# Parents as Kochanie?



## Tennis

no doubt we love our parents but I was quite surprised to heard a Polish friend of mine call his parents "kochanie". And I thought "kochanie" is only used between two lovers. Is this the case in Polish or did I hear it wrong? He said something to his father then to his mother like "Pa, kochanie".


----------



## BarraRaBarra

I would not address my Mom nor Dad this way, but I am not surprised. Nothing unusual.


----------



## majlo

I would not address my parents this way either, but I disagree that it's nothing unusual. To my it's highly unusual. There must've been some contextual thing. Really hard to say precisely.


----------



## Faycelina

I'd say that more usual would be if a parent calls a child this way. Not so strange. But I've never heard anyone calling his/her parents this way...


----------



## arturolczykowski

It would be quite normal if he said "Pa, kochani", but addressing them separately as "kochanie" I find quite strange.

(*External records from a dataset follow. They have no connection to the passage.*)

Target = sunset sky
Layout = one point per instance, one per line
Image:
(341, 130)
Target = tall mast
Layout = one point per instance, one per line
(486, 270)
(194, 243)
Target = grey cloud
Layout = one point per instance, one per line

> I'd say that more usual would be if a parent calls a child this way.


I second that. My Mum always calls me this way... and I'm forty ;-)


----------



## Megiera

Hello All,

Poles find it a bit strange - but I would say that it is a cultural difference - Poles are usually rather closed people and they do not use (again: _usually)_ strong words to express good feelings, but if your friend is more open - it is not very strange to call "kochanie" to his mother.

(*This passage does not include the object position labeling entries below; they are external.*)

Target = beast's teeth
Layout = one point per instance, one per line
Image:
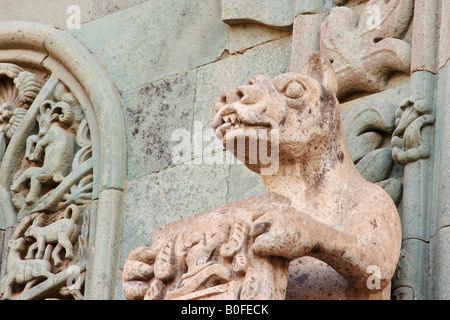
(233, 118)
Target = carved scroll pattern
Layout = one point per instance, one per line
(368, 131)
(408, 143)
(51, 188)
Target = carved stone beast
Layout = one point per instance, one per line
(53, 140)
(339, 234)
(342, 232)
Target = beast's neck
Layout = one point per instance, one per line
(316, 180)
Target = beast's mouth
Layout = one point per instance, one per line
(232, 121)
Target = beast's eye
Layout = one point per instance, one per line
(294, 90)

I would say it is similar in English: it is more usual to parents calling children "honey" and less usual the other way round, but it does happen and it is not so strange.


----------



## Tennis

Dziekjue za all the answers. Very appreciated. Maybe he did say "Pa kochani" as arturolczykowski  suggested and I misheard. But btw what is the difference between "kochanie" and "kochani"?


----------



## majlo

_Kochanie _means "darling/sweetheart", while _kochani _"my beloved ones".


----------



## Tsume0

Tennis said:


> no doubt we love our parents but I was quite surprised to heard a Polish friend of mine call his parents "kochanie". And I thought "kochanie" is only used between two lovers. Is this the case in Polish or did I hear it wrong? He said something to his father then to his mother like "Pa, kochanie".

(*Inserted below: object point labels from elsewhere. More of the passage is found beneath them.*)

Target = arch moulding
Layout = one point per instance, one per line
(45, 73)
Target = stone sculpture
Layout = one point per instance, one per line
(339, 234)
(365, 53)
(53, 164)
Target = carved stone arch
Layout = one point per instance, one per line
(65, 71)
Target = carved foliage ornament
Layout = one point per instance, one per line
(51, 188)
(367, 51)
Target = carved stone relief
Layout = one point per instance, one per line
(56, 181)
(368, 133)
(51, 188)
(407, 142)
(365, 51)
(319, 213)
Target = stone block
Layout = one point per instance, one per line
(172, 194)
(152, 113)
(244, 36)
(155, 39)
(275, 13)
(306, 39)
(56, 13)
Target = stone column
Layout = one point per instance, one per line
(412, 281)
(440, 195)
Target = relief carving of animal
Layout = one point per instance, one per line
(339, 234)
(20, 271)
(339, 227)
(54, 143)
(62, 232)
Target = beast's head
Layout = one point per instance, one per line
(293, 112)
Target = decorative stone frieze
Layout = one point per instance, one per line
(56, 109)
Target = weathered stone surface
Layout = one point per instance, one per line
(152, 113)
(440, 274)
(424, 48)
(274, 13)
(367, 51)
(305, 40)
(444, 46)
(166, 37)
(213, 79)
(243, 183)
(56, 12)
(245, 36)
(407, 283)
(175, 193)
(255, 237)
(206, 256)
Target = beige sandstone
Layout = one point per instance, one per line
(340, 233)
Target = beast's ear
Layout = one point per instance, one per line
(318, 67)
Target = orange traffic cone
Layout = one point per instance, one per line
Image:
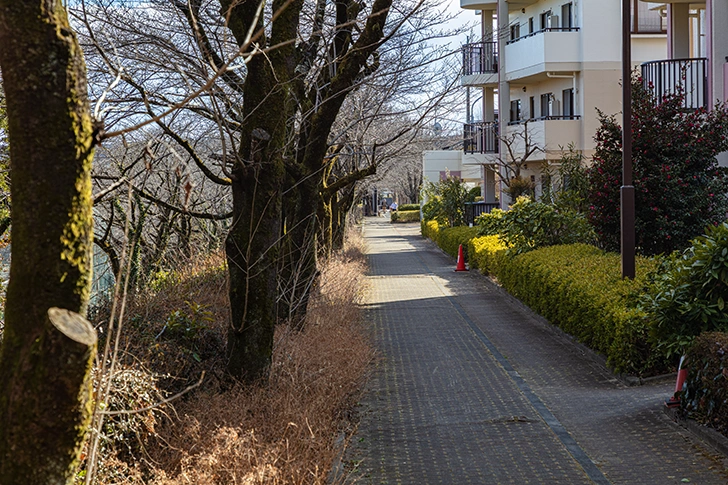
(682, 375)
(461, 260)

"kochanie" is only used between two lovers !
To say "kochanie" to a parent in Poland is very... abnormal.


----------



## BarraRaBarra

Tsume0 said:


> "kochanie" is only used between two lovers !



What about Mom calling her baby "kochanie ty moje"?


----------



## majlo

What about hundreds of situations in which _kochanie_ is used in jest between non-lovers?


----------



## eurolaska

I might add this one bit: you can think of it in the way that it is an affectionate word but not necessarily JUST used between lovers. In English for example a teenage girl might say "Bye, babe" to her friend that's a girl, when babe is usually used between say, boyfriends and girlfriends or whatnot. In polish furthermore, I frequently call my friends "kochanie" casually as a term of endearment. On another note, going with what you said you thought you heard, I have also called my mother "kochanie" but that is because we have that type of friendly relationship so it's normal. But usually, I don't hear kochanie used towards parents often.


----------